Etherpad for meeting notes: http://firuta.huh.harvard.edu:9000/FP-2013Nov06

Agenda

  • Annotation Paper.
  • Report from TDWG.
  • Summary of Friday Tech Call.
  • Driver development - need to reallocate some resources into critical path items (Specify6 Driver, Specify-HUH Driver, MCZbase Driver).
  • Kepler
    • Report: Current state of Kepler work.
    • Need workflow with georeference validator and scientific name validator composed with GBIF service for SCAN.
  • dwcFP and DarwinCore RDF guide - Need to provide feedback.
  • Analysis
    • Discussion:
    • Report: Progress on implementation of OAI/PMH harvesting through firewalls.
    • Report: State of investigation of duplicates in GBIF cache.
  • SCAN TCN Support
    • Sanity Checking, updates to AnnotationProcessor installation.
    • Progress statistics and other deliverables: Discussion with ASU for David and I to visit for a week of hacking with Ed and Nico.
  • NEVP TCN Support
    • Report: Preparations to update Annotation Processor Deployment at UNH.
    • Report: Testbed UI for data entry for duplicate finding.
    • Annotations in OCR/Croudsourcing pathways
      • Hackathon. Who to send?
  • FP Infrastructure
    • Report: Status of FP Node Refactoring

Non-Tech

  • Need burndown numbers from Kristin

Next Week

  • Supporting repeated QC requests for same records.

For Future meetings

  • Prospective meetings, development targets.
  • Burndown

Reports

  • Paul
    • At TDWG. Delivered Semantic matching of annotations to interests talk. In annotations interest group, obtained consensus to proceed with a task group to produce an Applicability Statement on OA. Applicability Statement will need a mechanism to update as OA updates and/or moves in W3C. Participated in NOMINA meeting on Nomenclator-Publisher integration for assignment of GUIDs for scientific names for registration processes. Participated in part (had to go to TDWG Technincal Architecture Group meeting) of Dina-Specify collaboration meeting.


Notes

FilteredPush team Meeting 2013 Nov 06 Present: Paul, Bob, Maureen, David, Chuck, Jim, Tianhong, Bertram, Sven Agenda

  • Annotation Paper.

Bob: Published.

  • Report from TDWG.

Bob: Significant set of Semantic Sessions. Bertram: very interesting two days (Thursday, Friday) at TDWG, specifically semantics workshop. Workflow presentation (authored by Bertram and delivered by James) apparently went well. Also: Are there any specific follow-ups from a FP angle? Action items: FP Lite install on fp1.acis.
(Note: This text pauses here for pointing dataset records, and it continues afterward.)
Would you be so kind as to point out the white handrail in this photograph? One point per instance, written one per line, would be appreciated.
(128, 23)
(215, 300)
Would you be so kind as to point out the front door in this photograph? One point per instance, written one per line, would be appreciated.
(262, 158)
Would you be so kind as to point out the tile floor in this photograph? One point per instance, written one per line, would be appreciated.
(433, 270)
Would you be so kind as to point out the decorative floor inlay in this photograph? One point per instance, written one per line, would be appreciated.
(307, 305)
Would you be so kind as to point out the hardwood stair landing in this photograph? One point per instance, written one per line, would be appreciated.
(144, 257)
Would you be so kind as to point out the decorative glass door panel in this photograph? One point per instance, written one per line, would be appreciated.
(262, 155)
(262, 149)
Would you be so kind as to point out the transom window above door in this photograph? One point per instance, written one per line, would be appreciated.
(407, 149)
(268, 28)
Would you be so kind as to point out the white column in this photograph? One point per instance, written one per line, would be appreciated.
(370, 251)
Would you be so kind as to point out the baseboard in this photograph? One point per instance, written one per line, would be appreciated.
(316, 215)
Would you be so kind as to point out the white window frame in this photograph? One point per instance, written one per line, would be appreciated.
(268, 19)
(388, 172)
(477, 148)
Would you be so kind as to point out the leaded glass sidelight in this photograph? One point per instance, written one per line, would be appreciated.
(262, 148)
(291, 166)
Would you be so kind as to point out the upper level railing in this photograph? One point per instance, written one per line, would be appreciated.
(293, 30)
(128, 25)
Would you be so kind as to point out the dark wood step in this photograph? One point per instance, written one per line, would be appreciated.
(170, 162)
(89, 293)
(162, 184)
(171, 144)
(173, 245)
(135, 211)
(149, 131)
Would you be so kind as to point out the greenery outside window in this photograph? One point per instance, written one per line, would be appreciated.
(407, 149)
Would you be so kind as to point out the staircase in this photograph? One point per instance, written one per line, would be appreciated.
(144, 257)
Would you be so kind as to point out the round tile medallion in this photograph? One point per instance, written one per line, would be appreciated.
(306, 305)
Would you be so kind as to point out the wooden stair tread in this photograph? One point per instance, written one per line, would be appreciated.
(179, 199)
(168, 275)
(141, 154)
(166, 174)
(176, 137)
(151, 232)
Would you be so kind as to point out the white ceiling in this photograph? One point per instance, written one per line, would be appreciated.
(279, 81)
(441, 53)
  • Summary of Friday Tech Call.

No call.

  • Driver development - need to reallocate some resources into critical path items (Specify6 Driver, Specify-HUH Driver, MCZbase Driver).

Paul: Need to reallocate some resources discussion with Maureen suggests that help with testing framework for driver would help. Suggestion is to put this on Chuck's plate. Maureen, would like to demonstrate something on friday.

  • Kepler
    • Report: Current state of Kepler work.

Tianhong: working on data validation actor; working on 4-5 of the 8 or so required functions; developed in the "system-independent" services framework to be deployed either as Kepler actors or Akka actors. Paul: pair of data output actors that parallels the Mongo data and provenance writers (MongoProvenanceWriter), have that also for outputting CSV files Paul: On desktop CSVReader-(composition of QCActors)-CSVOutput-CSVProvenanceOutput In Network: MongoReader-(composition of QCActors)-MongoOutput-MongoProvenanceOutput Bertram: Two areas of Tianhong's (and Sven's) work: Curation functionality (services) and scalability of these services. Will be featured in Tiahong's upcoming qualifying exam. Bertram: Sven focused on writing thesis. Bob: On thing that hasn't been clear to me in tech meetings is that while we can get speedup on webservice calls by caching, is are there more fudamental scaling issues than network latency. Are there any n-p hard problems remaining. Bertram: Several observed scaling issues: Data flow pipeline not being parallelized, and then service calls having limits on parallellization and network latency. Algorithmic complexity with in the domain is an interesting issue to consider

=> for Tianhong QE
    • Need workflow with georeference validator and scientific name validator composed with GBIF service for SCAN.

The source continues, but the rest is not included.